(Our doom-addicted Russian contributor Comrade Aleks returns with another interview — and this time he talks with guitarist Jonathan Bates from the critically praised Dallas band Elliott’s Keep. We’ve got music from the band in here, too)
Elliott’s Keep is a strange example of an original and professional band who have stayed in the shadows despite all of their merits. This Dallas-based trio have worked in their own way, composing a tight and both epic and sinister mix of thrash, progressive, and doom metal since 2006. Their third work Nascentes Morimur was released in November 2013, and since then I have been immersed in this record, listening to it time after time. In the end, I found myself thinking that I needed to spread the word about Elliott’s Keep further, and these thoughts disturbed me until I finished this interview with Jonathan, the man with the black distorted guitar.
Hail Jonathan! The third Elliott’s Keep album Nascentes Morimur was released in November 2013. What has happened in your lives since then?
Greetings again, Aleksey! Things have settled down a bit after the busy times associated with the release of the new record. We played locally and have been starting to work on new songs.
Nascentes Morimur shows the band’s strongest sides and it took three years to write, record, and release it. Can you tell us the story of this release?

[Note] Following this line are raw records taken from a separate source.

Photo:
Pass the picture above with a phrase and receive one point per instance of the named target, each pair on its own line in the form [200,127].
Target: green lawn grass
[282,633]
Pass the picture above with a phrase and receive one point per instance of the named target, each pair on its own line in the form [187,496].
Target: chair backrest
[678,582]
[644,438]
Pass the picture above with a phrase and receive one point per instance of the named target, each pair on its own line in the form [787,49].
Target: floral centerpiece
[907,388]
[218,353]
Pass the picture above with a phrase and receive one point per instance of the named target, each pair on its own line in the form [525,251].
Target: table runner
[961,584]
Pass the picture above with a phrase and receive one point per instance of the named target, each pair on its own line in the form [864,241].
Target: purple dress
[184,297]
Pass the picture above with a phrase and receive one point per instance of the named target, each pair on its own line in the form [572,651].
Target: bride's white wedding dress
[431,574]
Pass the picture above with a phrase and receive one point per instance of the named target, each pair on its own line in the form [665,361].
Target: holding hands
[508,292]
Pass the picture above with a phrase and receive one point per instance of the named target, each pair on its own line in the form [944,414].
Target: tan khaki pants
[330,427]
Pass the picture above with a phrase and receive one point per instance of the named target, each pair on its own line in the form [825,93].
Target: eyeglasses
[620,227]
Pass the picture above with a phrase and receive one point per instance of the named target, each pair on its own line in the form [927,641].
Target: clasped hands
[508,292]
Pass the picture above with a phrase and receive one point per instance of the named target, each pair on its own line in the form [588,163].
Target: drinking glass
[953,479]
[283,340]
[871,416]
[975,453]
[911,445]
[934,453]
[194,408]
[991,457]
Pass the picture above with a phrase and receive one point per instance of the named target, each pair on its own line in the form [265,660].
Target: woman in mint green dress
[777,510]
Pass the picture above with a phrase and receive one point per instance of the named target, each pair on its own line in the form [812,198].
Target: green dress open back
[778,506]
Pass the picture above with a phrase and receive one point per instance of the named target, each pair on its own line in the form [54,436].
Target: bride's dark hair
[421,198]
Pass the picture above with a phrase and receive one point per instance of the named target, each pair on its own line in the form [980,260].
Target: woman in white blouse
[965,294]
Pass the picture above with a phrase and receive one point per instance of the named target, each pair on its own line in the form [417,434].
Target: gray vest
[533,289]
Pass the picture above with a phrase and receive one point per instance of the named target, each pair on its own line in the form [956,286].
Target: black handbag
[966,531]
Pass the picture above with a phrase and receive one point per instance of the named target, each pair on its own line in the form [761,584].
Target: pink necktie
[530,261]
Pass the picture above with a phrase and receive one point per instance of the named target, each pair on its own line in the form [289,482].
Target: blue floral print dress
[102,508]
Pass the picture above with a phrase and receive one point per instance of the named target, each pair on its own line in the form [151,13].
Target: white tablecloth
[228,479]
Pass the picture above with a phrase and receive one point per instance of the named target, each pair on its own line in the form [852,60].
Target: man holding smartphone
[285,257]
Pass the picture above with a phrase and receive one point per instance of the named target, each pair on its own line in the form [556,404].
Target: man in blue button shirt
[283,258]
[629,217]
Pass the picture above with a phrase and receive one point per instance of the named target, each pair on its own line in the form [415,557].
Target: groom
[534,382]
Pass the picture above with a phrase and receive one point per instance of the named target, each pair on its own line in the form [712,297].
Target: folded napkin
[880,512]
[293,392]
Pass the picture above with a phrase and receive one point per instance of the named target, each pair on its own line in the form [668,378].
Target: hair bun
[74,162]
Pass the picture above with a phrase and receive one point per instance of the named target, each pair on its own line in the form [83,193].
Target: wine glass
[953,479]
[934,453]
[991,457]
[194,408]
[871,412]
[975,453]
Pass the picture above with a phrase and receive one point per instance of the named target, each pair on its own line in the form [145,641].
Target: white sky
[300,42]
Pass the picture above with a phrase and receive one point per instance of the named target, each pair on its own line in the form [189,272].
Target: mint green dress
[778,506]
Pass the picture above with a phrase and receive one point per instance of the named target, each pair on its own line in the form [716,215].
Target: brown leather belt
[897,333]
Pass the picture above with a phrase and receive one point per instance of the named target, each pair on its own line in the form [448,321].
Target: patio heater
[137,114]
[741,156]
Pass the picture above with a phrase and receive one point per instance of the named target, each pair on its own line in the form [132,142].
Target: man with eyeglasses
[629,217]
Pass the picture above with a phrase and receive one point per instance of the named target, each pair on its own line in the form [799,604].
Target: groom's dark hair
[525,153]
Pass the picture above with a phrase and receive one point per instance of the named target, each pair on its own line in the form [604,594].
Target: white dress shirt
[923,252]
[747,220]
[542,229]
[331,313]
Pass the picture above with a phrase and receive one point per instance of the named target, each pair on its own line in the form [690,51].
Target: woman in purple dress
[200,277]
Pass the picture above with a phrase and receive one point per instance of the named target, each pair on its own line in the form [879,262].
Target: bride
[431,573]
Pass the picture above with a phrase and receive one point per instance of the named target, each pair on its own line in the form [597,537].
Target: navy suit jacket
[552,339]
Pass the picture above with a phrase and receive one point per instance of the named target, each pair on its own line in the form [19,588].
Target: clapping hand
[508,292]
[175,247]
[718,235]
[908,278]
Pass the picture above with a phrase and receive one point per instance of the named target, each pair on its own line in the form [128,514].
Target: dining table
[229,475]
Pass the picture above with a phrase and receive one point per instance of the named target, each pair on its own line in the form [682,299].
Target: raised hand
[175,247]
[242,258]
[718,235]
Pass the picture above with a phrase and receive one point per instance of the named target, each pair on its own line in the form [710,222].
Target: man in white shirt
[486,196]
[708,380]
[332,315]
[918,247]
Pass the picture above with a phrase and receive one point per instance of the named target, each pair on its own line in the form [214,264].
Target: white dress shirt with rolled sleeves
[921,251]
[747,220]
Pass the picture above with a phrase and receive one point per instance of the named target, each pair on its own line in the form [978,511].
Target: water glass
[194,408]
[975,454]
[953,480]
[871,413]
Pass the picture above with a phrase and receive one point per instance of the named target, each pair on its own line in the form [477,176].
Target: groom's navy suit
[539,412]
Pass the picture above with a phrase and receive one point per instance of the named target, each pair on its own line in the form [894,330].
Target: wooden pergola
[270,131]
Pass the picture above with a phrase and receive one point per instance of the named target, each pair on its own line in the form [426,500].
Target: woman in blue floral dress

After releasing Sine Qua Non, we dealt with various life issues, including a significant vocal paresis for Ken that sidelined him in that aspect for nearly six months. We also took time to build our own practice studio, which is now a convenient and efficient asset. As we composed and polished the songs for Nascentes Morimur, the months did turn into years and, before we knew it, three years had passed. As with each of our albums, we recorded with J.T. Longoria at Nomad Studio in Dallas. That was a four-month process, through tracking, mixing, and mastering. Once that was finalized, Joel had the art ready and it was off to duplication and release.